Другая загадка: почему убит Минальди? У ассистента профессора Крест-Джонса были разовые контакты с «Новым Пантеоном», как и у всех, но не более того: его приглашали на коктейли-совещания к его преподобию, по примеру большинства интеллектуалов в этой стране, в которой почитают «учителей мысли», имеющих отношение к власти, по преимуществу оккультного характера. Он даже прочел лекцию на тему «Опасность глобализации для метилированного человечества» — оксюморон, который не просит хлеба, по выражению комиссара (а уж он-то, само собой , знает, о чем говорит!). Кроме того, он посещал известное закрытое заведение, как и все другие, находящиеся на содержании мафии, а значит — «Нового Пантеона». Пожалуй, все. Хотя еще одна деталь: утопленница Фа Чан была на четвертом месяце беременности, в утробе формировался зародыш мужского пола. Может, это нить, ведущая к Минальди? У него та же группа крови, что и у зародыша, что само по себе еще ничего не доказывает. Пока на этом можно остановиться — ну не искать же в самом деле отца бедного зародыша. И без того уже с этими близнецами научный отдел полиции стоит на ушах! Может, Сью Оливер что-нибудь скажет?

Попов потер глаза — с тех пор, как шеф сделал упор на истории с китайцем, спать ему приходилось очень мало — и позвонил в дверь своей стародавней подружки, известной в городе проститутки и осведомительницы. «Министерство иностранных дел — это она!» — иронизировали злые языки в Санта-Барбаре. «И министерство культуры в придачу», — подтрунивали знатоки, коим была ведома, так сказать, структуральная взаимозависимость между сексуальной свободой и современным искусством.

Сью открыла не сразу. Обычный для этого часа видок: темные круги под глазами, щеки кирпичного цвета, запах табака и виски, которым разило, когда она пыталась говорить громче, что у нее не всегда с похмелья получалось.

— Я, наверное, слишком рано, ты не одна? — проговорил Попов, весь в мыслях обо всех тех «либо», что не давали ему покоя.

— Не волнуйся, дорогой.
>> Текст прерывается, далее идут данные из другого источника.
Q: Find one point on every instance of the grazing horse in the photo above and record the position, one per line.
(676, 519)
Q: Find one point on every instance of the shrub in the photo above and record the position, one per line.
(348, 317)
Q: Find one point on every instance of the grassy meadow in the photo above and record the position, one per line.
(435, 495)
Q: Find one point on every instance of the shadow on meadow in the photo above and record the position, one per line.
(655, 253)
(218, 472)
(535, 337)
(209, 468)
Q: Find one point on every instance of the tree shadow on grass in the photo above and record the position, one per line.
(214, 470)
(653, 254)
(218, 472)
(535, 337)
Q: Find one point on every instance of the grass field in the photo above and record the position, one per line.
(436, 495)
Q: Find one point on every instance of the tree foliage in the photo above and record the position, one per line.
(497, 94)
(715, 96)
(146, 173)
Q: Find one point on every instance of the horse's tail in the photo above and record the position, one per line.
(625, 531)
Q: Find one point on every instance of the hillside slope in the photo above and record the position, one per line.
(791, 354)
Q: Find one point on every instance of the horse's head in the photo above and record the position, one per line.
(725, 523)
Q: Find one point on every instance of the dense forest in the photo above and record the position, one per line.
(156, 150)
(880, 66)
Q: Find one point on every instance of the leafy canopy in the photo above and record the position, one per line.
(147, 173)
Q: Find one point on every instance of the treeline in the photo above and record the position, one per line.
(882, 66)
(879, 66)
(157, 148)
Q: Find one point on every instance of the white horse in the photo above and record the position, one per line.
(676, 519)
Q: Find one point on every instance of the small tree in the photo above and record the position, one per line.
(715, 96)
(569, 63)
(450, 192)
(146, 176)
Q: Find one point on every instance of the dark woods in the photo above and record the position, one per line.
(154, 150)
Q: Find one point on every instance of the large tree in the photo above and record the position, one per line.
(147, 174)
Собрание за собранием, я ведь борюсь, ты же знаешь. Кофе? — Сью подставила ему дряблую щеку и направилась на кухню. Из спальни донесся треск застегивающейся молнии.

Года два назад — Попов совсем потерял счет времени с тех пор, как этот мерзавец серийный убийца нарушил покой в городе, — Сью Оливер прославилась признаниями о своей сексуальной жизни, сделанными одной журналистке. Это было что-то! Люди «инь», то есть идущие в ногу со временем, приветствовали новую Еву, отсылавшую наконец феминисток к их лживому и реакционному пуританизму, те, в свою очередь, почитывали ее тайком, и только несколько бездарных психоаналитиков заявляли, что Сью лишена женскою начала и принимает себя за гомосексуалиста на службе всех желающих. Кто был прав, кто виноват — отгадать Попову было не по зубам, да и к чему? Книжонка увлекательная, что верно, то верно, не в обиду будь сказано шефу, который по прочтении высказался в том духе, что манера письма без излишеств, а сам предмет исследования описан с глубокой проникновенностью. Никто и не ждал, что комиссар отреагирует как все, но все же на сей раз он малость перегнул палку. Что до проникновенности — тут уж не поспоришь, что есть, то есть!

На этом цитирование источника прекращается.